Подвернули попить к омутине — потемневшей и притихшей. В скрытности не было необходимости, как днем, из нее в ручей, давясь испуганным криком, ринулась с выводком кряковая утка.

И в то же время у нашего берега гулко плеснулась крупная щука.

— Эх, Володьшу бы сюда с жерлицами!.. — в который уже раз сегодня вспомнил Иван своего сына. Он долго смотрел на запад, где за увалом было село Пески, а я туда, откуда текла-струилась речка Крутишка. Оттуда моя память звала и бабушку Лукию Григорьевну, и отца Ивана Васильевича; с той стороны, из соседнего села Уксянки, показалось мне, глядела сюда мама. А может, она сердцем чуяла нас с братом здесь, на своей родине, на земле своего давнего-давнего детства.

Шадринский выводок

Озерко Ситовное, пожалуй, единственное по наволоку, куда не поднимается в паводок речная «белая» рыба: оно округлилось зеркалом в ивняково-рогозовой оправе на лесистом холме, и потому водится в нем только желтый, с красно-медными плавниками карась. Да не какой-нибудь недоросток, а от фунта и до трех весом, и ловится он не «ситом» — мелкоячеистыми сетями, а четырех- и семипалошными. Десятки проточин, стариц и ручьев междуречья Исети и Течи понуждают рыбачить на Ситовном по старинке: пешим ходом, а карась не лезет в сети «дуром», поэтому и вовсе ненаживная рыбалка. Но вот это редкое уединение и безлюдье как раз по душе деду Ивану Шадрину, и он упрямо избегает ближней и более добычливой Лобовской озерины.
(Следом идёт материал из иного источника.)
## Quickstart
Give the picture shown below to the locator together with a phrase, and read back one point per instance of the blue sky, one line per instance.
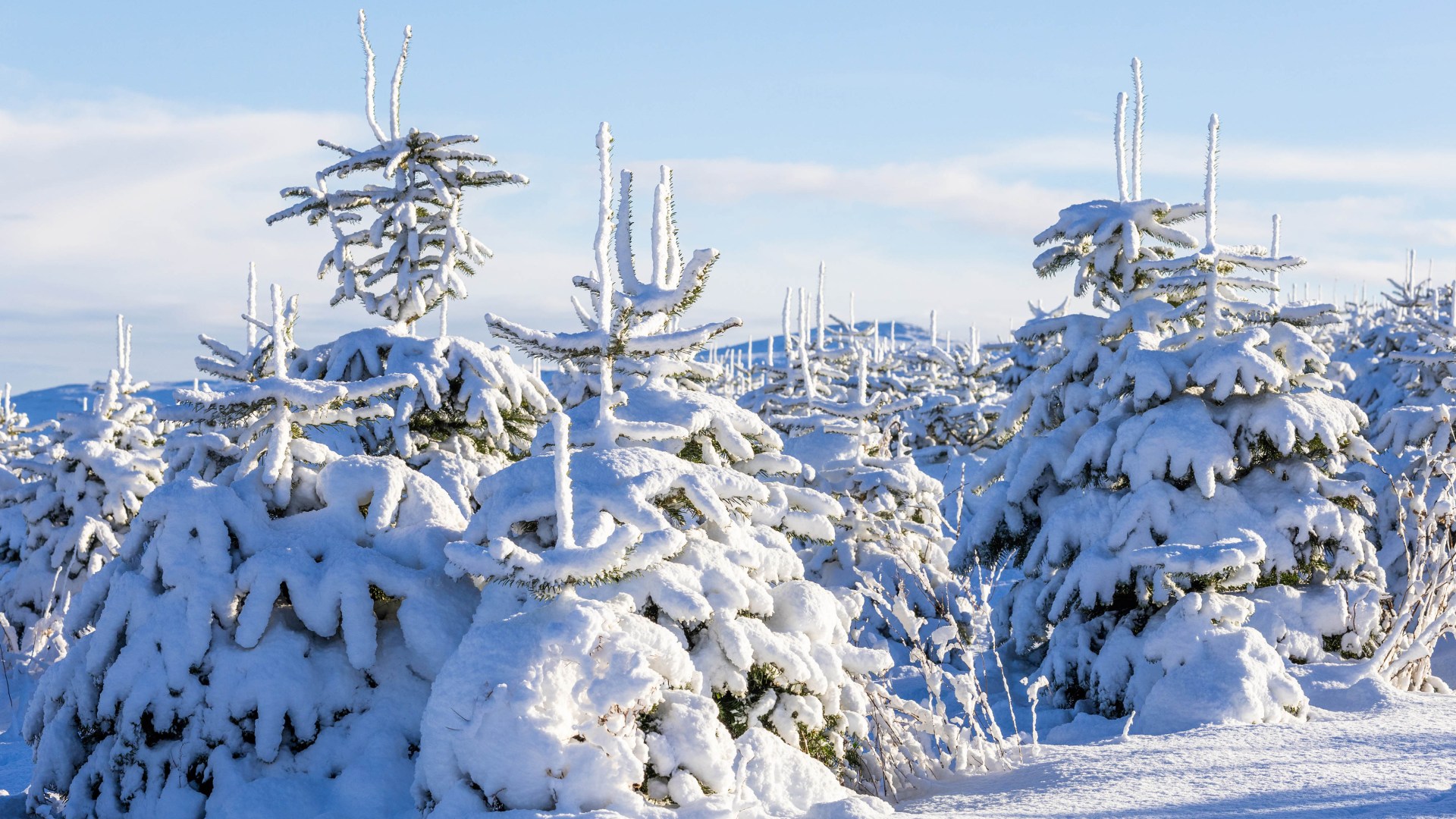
(915, 150)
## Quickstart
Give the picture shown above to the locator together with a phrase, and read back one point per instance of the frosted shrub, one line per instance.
(1184, 444)
(67, 518)
(271, 621)
(416, 242)
(669, 637)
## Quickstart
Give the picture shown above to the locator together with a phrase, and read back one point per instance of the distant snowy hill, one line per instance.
(47, 404)
(900, 331)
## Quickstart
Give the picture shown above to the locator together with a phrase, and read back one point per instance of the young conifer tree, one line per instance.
(472, 409)
(658, 550)
(77, 500)
(1174, 482)
(416, 253)
(890, 566)
(277, 613)
(274, 615)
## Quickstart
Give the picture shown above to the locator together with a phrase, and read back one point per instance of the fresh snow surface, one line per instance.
(1366, 751)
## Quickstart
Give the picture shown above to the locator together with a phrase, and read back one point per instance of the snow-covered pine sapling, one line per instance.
(1416, 522)
(416, 253)
(667, 629)
(1110, 241)
(639, 335)
(273, 620)
(261, 431)
(890, 566)
(79, 497)
(1174, 465)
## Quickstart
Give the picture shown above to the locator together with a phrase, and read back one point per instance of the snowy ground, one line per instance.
(1367, 751)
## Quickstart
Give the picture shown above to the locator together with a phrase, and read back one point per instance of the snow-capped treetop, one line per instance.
(1203, 286)
(1110, 241)
(637, 325)
(416, 238)
(261, 428)
(18, 438)
(79, 497)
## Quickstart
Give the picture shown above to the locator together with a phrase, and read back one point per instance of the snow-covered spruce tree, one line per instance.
(890, 566)
(416, 243)
(471, 409)
(1172, 484)
(1111, 241)
(1416, 515)
(18, 438)
(270, 629)
(74, 506)
(674, 654)
(645, 343)
(19, 441)
(1391, 350)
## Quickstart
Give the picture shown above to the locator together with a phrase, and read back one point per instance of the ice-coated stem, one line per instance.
(565, 531)
(369, 82)
(397, 83)
(1210, 187)
(660, 231)
(253, 303)
(788, 295)
(623, 226)
(819, 306)
(804, 350)
(280, 353)
(121, 344)
(604, 280)
(1120, 143)
(1139, 102)
(1274, 256)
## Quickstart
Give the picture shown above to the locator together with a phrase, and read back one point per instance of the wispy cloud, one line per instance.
(136, 206)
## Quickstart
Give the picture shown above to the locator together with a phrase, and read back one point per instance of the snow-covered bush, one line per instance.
(67, 518)
(1416, 523)
(416, 242)
(1185, 444)
(271, 624)
(673, 629)
(890, 566)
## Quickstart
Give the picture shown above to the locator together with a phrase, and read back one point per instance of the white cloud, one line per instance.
(155, 210)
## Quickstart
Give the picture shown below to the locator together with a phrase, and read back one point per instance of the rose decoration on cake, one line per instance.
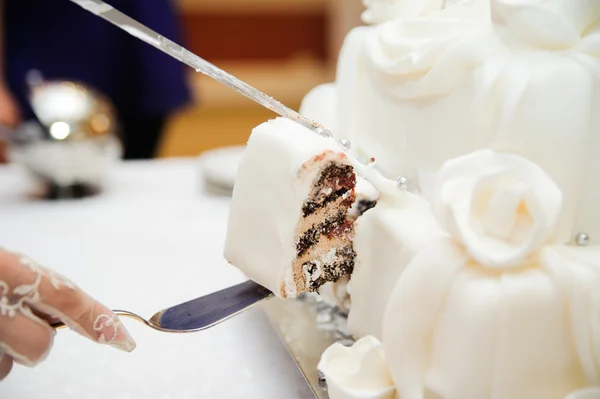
(357, 372)
(500, 206)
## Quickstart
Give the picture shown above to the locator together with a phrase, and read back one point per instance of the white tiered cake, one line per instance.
(480, 277)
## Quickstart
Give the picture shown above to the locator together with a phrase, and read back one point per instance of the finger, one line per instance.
(6, 363)
(47, 292)
(25, 337)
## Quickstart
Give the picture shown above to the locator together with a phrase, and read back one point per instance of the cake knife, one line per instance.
(176, 51)
(201, 313)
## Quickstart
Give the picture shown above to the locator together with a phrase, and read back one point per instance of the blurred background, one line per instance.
(282, 47)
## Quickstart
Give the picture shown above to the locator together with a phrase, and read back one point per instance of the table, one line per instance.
(153, 239)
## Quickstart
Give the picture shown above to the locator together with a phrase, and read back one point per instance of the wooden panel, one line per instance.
(244, 6)
(255, 36)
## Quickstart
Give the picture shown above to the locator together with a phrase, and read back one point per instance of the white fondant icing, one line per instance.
(386, 239)
(320, 105)
(273, 181)
(414, 92)
(357, 372)
(500, 206)
(456, 330)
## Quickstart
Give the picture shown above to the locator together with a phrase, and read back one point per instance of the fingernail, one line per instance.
(113, 333)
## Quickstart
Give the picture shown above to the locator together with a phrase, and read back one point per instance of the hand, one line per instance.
(30, 297)
(10, 114)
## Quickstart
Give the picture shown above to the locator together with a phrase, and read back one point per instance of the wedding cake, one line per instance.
(478, 276)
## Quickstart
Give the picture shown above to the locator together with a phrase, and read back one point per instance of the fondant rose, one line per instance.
(501, 206)
(357, 372)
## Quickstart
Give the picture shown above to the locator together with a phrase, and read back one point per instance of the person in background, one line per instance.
(63, 41)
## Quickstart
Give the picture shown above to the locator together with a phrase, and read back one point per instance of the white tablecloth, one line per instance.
(152, 240)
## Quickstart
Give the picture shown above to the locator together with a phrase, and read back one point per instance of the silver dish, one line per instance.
(74, 141)
(307, 326)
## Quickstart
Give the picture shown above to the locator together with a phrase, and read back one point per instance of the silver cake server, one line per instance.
(176, 51)
(204, 312)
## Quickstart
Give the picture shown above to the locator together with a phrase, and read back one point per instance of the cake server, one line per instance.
(204, 312)
(176, 51)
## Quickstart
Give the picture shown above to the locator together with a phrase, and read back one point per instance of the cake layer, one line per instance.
(290, 200)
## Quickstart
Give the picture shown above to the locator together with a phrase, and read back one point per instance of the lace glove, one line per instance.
(31, 296)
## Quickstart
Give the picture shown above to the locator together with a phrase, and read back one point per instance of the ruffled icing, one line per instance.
(482, 328)
(501, 207)
(357, 372)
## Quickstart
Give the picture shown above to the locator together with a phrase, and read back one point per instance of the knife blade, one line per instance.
(142, 32)
(209, 310)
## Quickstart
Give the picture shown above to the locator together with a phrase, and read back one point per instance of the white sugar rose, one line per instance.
(357, 372)
(501, 206)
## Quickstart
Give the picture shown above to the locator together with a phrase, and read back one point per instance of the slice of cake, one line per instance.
(288, 226)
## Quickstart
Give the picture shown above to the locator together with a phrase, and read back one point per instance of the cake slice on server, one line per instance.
(288, 227)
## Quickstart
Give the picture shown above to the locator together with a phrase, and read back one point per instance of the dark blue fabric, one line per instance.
(64, 41)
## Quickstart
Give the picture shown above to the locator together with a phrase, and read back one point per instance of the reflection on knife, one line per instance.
(204, 312)
(149, 36)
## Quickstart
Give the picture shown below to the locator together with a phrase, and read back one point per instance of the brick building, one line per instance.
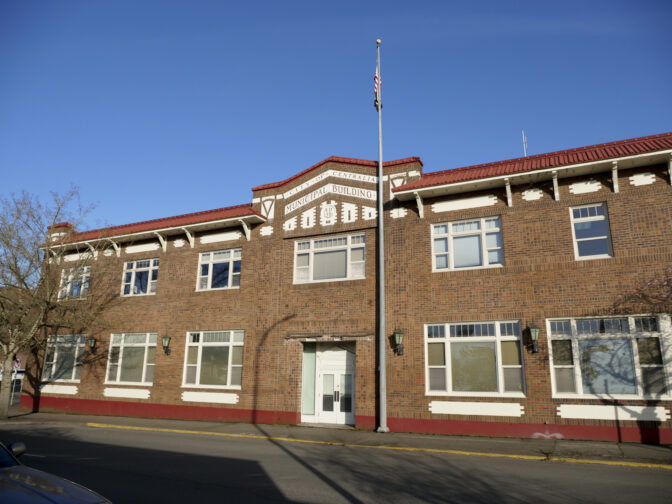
(270, 307)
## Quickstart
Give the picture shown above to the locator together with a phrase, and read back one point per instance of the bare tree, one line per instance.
(45, 281)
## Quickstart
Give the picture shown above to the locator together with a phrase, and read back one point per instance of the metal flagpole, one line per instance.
(382, 375)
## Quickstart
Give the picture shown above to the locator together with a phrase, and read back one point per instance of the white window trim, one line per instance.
(69, 275)
(200, 346)
(147, 344)
(150, 268)
(311, 253)
(211, 262)
(498, 338)
(665, 338)
(604, 217)
(80, 348)
(449, 236)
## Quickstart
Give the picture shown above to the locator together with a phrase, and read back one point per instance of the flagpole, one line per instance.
(382, 344)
— Эко место! — возражает Шадрин своей жене, когда та нет-нет да и заворчит: «Ну чего, чего ты привязался к тому озерку?! Такая даль от Долматово, все пешим и пешим, все с ночевой, а здоровье год от году плоше. Помрешь тамо, старый, где и кто тебя сыщет?»

— Эко место! — изрекает свое любимое и понятное им обоим возражение Шадрин. — Сама ли не знаешь, недосуг мне судочками сушить задницей берег — кто коробки и корзины станет плести? А у Ситовного лозняк отменный, балаган там у меня добрый. И главное дело — никто не мешает, бездельники не болтаются у озерка. Раны что? Ежели дозволишь себе лежать, то и здоровое тело задрябнет, и какие только болезни не полезут в башку!

И тогда старушка сразу умолкает: как вышла на пенсию, приболела однажды и с тех пор ее без нужды-надобности тянет в поликлинику. До того извыкла, до того «навращалась» среди больных и начиталась журнала «Здоровье» — впору сади ее на стул ученого терапевта. А поделать с собой уже ничего не может, как не может расстаться ее Иван с озерком Ситовным. «У каждого своя зараза!» — смеется он иногда перемирия ради, если Мария Васильевна особенно начнет «нажимать» на его фронтовые увечья. Что ни говори, а уютно-притягательно озерко! С веселого холма за песенной зеленью ивняков и черемухи город видать, и древний монастырь белым пароходом вот-вот доплывет, пусть и не пароходная, а заводская труба кучерявится дымком над башнями и зубчатыми крепостными стенами. Плетет на обдуве Иван коробья и корзины овощесовхозу, а если раздумья о прожитом тоску нагонят — поднимет голову и вон город-то, перед глазами. И опять легко на душе, будто бы Шадрин не у Ситовного, а дома под сараем мастерит-рукодельничает…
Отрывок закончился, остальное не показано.